Imagen 3: A Guide With Examples in the Gemini API

Learn how to generate images using Google’s Imagen 3 API with Python, including setting up your environment and adjusting options like aspect ratio and safety filters.

Feb 26, 2025 · 12 min read

Imagen 3 is a text-to-image generation model which can accurately render detailed scenes in various styles and even incorporate text within images, making it suitable for applications like advertisement and media content creation.

We can use Imagen 3 through the Vertex AI Studio interface or integrate it directly into applications via an API.

In this tutorial, I’ll explain how to generate images with Imagen 3 using the Google Generating API with Python. I'll walk you through practical examples that show how to set up the environment, write the necessary code, and integrate this technology into your projects. Whether you are looking to enhance our applications with dynamic imagery or simply satisfy your curiosity, this guide will provide a straightforward path to understanding and using Imagen 3 programatically.

Develop AI Applications

Learn to build AI applications using the OpenAI API.

Start Upskilling For Free

Setting Up the Google Generative AI API

To get started with Imagen 3 in Python, we need to perform a couple of essential steps. First, we'll create a Google Cloud project. Once our project is ready, we need to generate an API key. This key will allow our Python code to interact with the Imagen 3 service.
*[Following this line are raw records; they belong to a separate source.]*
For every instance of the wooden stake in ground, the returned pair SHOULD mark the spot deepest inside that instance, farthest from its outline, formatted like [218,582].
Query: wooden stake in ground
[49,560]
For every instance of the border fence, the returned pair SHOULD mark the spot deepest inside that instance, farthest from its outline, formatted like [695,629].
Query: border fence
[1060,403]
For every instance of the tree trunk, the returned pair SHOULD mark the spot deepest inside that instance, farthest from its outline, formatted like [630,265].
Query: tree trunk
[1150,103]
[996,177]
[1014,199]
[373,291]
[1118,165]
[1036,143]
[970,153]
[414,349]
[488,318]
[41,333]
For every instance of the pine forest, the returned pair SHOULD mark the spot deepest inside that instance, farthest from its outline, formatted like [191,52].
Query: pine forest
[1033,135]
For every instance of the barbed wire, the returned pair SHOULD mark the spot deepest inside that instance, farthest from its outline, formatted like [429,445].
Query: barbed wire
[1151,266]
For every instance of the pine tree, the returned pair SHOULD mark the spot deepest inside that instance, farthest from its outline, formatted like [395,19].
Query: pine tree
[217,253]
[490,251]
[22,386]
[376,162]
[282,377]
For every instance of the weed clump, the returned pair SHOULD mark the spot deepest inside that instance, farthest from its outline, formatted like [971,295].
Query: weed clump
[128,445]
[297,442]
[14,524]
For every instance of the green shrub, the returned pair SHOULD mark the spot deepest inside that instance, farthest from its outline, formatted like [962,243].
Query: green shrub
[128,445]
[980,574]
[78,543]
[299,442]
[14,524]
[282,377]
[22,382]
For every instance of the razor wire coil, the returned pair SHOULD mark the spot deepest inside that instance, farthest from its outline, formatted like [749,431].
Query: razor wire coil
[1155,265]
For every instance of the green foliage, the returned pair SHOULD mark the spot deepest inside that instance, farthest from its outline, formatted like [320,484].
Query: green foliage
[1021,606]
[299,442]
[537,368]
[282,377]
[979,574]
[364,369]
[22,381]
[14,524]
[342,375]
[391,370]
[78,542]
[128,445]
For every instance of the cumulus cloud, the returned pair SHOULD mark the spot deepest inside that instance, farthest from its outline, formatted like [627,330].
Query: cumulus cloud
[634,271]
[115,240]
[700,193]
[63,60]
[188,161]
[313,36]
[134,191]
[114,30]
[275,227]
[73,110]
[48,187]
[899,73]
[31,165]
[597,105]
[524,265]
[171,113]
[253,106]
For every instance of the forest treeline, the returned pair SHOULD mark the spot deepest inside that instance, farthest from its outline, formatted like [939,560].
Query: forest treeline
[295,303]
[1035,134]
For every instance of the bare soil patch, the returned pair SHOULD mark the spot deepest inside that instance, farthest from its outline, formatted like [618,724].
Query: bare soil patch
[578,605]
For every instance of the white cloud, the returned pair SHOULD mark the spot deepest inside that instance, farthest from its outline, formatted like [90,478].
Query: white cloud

Creating a Google Cloud project

Creating a Google Cloud project is the first step for using Google's AI API. Let's walk through the process together:

Access the Google Cloud console: We begin by navigating to the Google Cloud Console. You’ll need to sign in with your Google account.
Select or create a new project: In the console, look for the project dropdown menu on the top navigation bar. Clicking on it will reveal options to select an existing project or create a new one. We choose "New Project" to continue.
Provide project details: A simple form will appear asking for basic information. We can choose any name for the project, but it's helpful to pick something descriptive. This can be changed later if needed. We'll use Imagen-tutorial. The organization can be left blank.

Creating the API key

Now that the Google Cloud project is created, we can create an API key by navigating to the API key page in Google AI Studio.

To create the key, click the "Create API key" button:

On the popup, type the name of the project we created above, select it, and click "Create API key in existing project":

Copy the key and create a file named .env located in the same folder where we’ll write the Python script. The content of the file .env should be:

GEMINI_API_KEY=<paste_your_key_here>

Billing account

If we tried using the API key now, we would get an error saying "Imagen API is only accessible to billed users at this time." This happens because the API isn't free, and we need to associate a billing account with the project before being able to use it.
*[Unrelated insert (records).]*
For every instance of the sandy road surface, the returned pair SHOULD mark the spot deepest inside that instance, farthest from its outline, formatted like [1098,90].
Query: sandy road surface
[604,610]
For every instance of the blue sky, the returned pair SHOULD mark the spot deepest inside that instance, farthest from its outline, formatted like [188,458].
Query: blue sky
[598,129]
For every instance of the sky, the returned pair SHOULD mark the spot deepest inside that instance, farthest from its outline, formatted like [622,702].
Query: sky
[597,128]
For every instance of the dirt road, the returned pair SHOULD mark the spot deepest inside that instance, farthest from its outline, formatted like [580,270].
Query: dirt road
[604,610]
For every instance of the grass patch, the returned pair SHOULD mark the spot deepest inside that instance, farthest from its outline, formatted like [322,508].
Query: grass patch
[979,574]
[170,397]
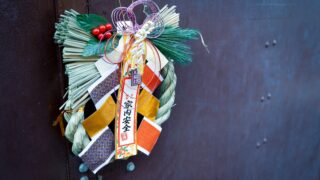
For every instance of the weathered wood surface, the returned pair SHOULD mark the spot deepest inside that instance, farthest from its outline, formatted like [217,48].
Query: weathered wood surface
[219,119]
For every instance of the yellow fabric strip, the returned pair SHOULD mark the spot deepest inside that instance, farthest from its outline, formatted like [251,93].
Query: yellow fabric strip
[148,105]
[101,118]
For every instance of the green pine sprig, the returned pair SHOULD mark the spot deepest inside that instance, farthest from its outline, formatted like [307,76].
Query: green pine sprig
[90,21]
[172,43]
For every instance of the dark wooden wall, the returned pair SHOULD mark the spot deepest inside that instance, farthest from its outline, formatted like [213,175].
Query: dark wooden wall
[248,110]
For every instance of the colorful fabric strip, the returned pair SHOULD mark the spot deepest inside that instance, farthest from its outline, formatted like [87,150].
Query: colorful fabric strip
[99,151]
[126,120]
[147,135]
[104,87]
[101,118]
[151,78]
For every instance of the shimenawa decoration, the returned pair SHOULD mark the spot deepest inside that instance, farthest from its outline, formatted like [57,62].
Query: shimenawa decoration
[127,70]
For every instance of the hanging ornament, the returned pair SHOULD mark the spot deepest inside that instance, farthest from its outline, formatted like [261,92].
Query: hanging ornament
[126,70]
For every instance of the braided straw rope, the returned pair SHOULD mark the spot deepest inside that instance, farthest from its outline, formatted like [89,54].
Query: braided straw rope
[167,93]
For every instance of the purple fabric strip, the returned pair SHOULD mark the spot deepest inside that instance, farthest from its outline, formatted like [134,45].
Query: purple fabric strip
[104,87]
[100,151]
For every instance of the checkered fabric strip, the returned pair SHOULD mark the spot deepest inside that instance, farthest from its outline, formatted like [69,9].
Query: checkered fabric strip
[100,151]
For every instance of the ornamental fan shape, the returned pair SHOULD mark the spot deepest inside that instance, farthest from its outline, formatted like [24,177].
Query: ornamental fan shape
[126,70]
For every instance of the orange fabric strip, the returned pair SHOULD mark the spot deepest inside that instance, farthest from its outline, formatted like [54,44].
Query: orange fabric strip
[150,79]
[101,118]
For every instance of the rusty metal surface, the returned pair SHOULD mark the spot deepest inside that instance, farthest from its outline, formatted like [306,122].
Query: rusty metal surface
[247,110]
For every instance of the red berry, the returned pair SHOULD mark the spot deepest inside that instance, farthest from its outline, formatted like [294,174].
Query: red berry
[108,26]
[95,31]
[102,28]
[108,35]
[100,37]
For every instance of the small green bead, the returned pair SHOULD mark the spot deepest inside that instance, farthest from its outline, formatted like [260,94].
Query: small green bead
[83,168]
[84,178]
[130,166]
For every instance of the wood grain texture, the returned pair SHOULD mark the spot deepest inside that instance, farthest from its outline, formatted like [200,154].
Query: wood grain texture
[219,117]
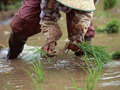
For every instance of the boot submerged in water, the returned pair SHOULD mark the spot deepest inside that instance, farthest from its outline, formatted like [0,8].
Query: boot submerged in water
[16,45]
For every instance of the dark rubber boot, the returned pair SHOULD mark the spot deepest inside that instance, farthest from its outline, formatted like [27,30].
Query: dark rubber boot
[16,45]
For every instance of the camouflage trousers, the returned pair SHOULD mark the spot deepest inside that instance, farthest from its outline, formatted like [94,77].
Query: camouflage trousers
[80,23]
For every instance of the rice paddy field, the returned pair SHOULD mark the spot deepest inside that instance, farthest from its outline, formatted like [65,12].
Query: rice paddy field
[65,72]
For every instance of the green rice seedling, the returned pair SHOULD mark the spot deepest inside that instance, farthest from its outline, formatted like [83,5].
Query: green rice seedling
[93,52]
[116,55]
[37,69]
[99,58]
[38,77]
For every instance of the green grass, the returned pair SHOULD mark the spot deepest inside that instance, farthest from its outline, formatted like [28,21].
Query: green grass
[116,55]
[37,79]
[92,52]
[99,57]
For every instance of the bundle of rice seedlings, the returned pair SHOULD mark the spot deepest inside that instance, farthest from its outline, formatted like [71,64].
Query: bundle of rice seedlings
[116,55]
[94,53]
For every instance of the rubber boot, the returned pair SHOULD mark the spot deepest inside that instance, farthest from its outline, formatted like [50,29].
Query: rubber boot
[16,45]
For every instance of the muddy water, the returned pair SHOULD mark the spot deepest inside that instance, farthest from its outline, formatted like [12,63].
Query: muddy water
[58,71]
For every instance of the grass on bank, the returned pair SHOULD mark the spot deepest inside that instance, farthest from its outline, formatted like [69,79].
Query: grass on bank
[116,55]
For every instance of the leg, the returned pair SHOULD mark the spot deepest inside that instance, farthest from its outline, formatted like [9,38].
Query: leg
[78,23]
[52,33]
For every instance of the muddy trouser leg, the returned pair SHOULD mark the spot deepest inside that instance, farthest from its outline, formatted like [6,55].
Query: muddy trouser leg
[51,32]
[16,45]
[80,24]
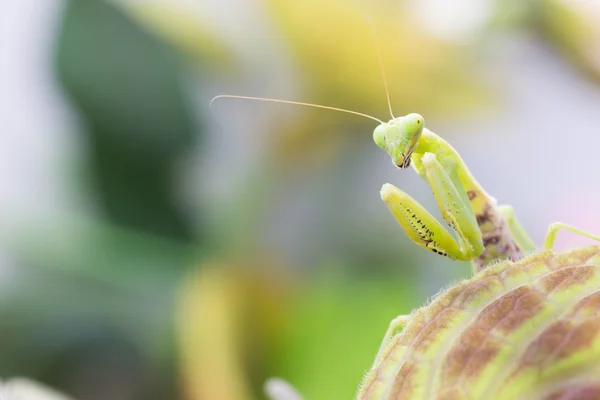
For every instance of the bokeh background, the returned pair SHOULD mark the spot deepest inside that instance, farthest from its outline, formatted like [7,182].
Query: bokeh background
[155,248]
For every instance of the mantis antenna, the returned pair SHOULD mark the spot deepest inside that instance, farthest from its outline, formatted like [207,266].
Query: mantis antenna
[378,47]
[230,96]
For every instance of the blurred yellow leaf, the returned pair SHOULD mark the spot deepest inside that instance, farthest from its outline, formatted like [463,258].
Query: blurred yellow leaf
[182,27]
[573,25]
[230,314]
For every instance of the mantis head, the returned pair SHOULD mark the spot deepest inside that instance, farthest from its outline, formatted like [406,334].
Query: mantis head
[400,137]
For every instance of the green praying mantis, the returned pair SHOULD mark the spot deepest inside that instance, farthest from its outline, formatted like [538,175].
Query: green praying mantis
[485,231]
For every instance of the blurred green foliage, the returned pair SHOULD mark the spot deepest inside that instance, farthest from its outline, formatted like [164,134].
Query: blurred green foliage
[128,88]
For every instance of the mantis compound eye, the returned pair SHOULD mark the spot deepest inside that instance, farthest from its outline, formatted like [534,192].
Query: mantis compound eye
[404,161]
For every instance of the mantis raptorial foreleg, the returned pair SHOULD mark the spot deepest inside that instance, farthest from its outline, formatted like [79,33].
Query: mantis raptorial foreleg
[422,227]
[517,231]
[426,231]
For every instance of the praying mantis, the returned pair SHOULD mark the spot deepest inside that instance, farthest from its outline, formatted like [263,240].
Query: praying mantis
[485,231]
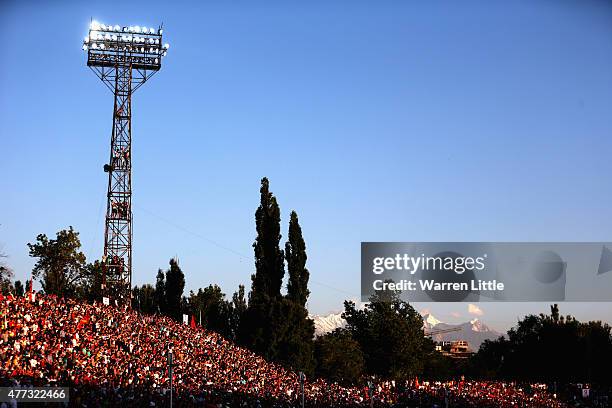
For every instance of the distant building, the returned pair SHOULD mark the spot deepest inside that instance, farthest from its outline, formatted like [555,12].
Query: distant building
[454,349]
At the time of writing, the price of generating an image with Imagen 3 is $0.03. Check their pricing page for more information.
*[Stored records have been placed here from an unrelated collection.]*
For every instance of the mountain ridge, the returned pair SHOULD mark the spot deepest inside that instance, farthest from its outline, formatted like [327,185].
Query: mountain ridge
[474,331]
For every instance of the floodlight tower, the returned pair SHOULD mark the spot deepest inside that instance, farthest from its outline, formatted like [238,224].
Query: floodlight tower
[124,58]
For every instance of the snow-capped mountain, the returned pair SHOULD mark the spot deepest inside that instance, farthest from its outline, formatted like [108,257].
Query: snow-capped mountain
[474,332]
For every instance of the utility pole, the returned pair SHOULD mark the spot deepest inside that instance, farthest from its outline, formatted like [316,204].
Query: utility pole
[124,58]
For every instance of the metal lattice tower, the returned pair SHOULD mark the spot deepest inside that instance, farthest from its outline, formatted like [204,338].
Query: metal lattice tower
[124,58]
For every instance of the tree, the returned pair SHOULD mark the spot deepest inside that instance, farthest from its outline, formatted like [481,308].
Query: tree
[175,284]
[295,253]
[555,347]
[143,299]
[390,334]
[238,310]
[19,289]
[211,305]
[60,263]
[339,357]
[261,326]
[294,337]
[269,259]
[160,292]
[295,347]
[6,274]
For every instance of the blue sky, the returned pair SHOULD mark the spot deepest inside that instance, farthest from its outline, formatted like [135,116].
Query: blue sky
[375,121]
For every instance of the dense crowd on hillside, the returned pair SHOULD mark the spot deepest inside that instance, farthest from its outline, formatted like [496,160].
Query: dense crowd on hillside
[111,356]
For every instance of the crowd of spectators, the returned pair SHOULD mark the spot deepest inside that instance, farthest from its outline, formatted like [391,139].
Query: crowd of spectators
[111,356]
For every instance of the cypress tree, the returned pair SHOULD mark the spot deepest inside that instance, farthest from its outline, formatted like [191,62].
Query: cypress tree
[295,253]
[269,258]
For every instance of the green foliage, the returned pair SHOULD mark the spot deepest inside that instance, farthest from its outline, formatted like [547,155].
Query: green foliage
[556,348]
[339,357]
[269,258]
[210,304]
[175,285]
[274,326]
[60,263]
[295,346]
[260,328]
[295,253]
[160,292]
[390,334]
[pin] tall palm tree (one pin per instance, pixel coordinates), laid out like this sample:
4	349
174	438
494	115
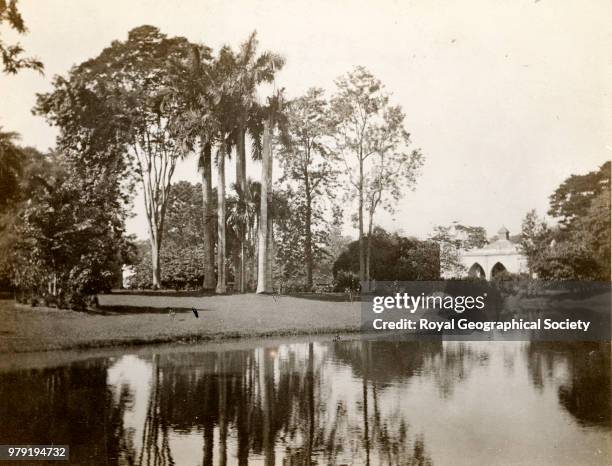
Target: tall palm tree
242	216
248	71
275	117
200	93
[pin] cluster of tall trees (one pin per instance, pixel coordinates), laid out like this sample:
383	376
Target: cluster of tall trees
578	247
127	117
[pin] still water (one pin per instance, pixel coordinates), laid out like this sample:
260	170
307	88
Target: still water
323	402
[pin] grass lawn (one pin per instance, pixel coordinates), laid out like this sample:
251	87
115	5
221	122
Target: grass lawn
25	328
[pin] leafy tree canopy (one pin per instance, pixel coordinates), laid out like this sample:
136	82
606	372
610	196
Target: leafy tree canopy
12	54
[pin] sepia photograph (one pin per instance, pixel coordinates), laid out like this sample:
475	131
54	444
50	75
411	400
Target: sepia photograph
305	232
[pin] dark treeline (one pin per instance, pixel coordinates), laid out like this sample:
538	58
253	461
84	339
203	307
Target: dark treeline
125	119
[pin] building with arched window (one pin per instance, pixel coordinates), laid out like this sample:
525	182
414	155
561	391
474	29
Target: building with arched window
500	255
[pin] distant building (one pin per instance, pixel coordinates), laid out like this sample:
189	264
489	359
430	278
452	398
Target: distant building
501	255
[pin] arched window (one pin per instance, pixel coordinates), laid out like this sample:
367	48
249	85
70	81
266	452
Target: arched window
497	270
476	271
To add a billing account, click the "Set up Billing" button next to the API key in Google AI Studio.

This will redirect us to the Google Cloud website, where we can either select an existing billing account by clicking "Link a billing account" or create a new one by clicking "Manage billing accounts."

Let's assume we don't have one, so we create "Manage billing accounts." On the top left of the page, there's a "Create account" button. To create the account, we need to fill in our personal information and a credit card to process the payments.

Generating an Image with Imagen 3 Using Python

Environment setup with Anaconda

In this tutorial, we use Anaconda, a popular platform that simplifies package management and project setup, making it easier to run Python scripts.

We can install Anaconda from their official website.

To set up the Anaconda environment, open a terminal and:

Create an environment: conda create -n imagen python=3.9. This command created an environment named imagen that uses version 3.9 of Python.
Activate the environment: conda activate imagen.
Install the Google generative AI package: pip install -q -U google-genai.
Install an image processing package to process the generated images: pip install pillow.
Install a package to load the API key: pip install python-dotenv

We can also install the packages directly without using Anaconda, but there’s a risk that some of the currently installed packages might conflict with some of the new packages or that our Python installation uses a different version of Python. Using Anaconda avoids these potential problems.

Generating our first image

We're now ready to start using Imagen 3. Create a new Python script, for example, gen_image.py, in the same folder as the .env. file.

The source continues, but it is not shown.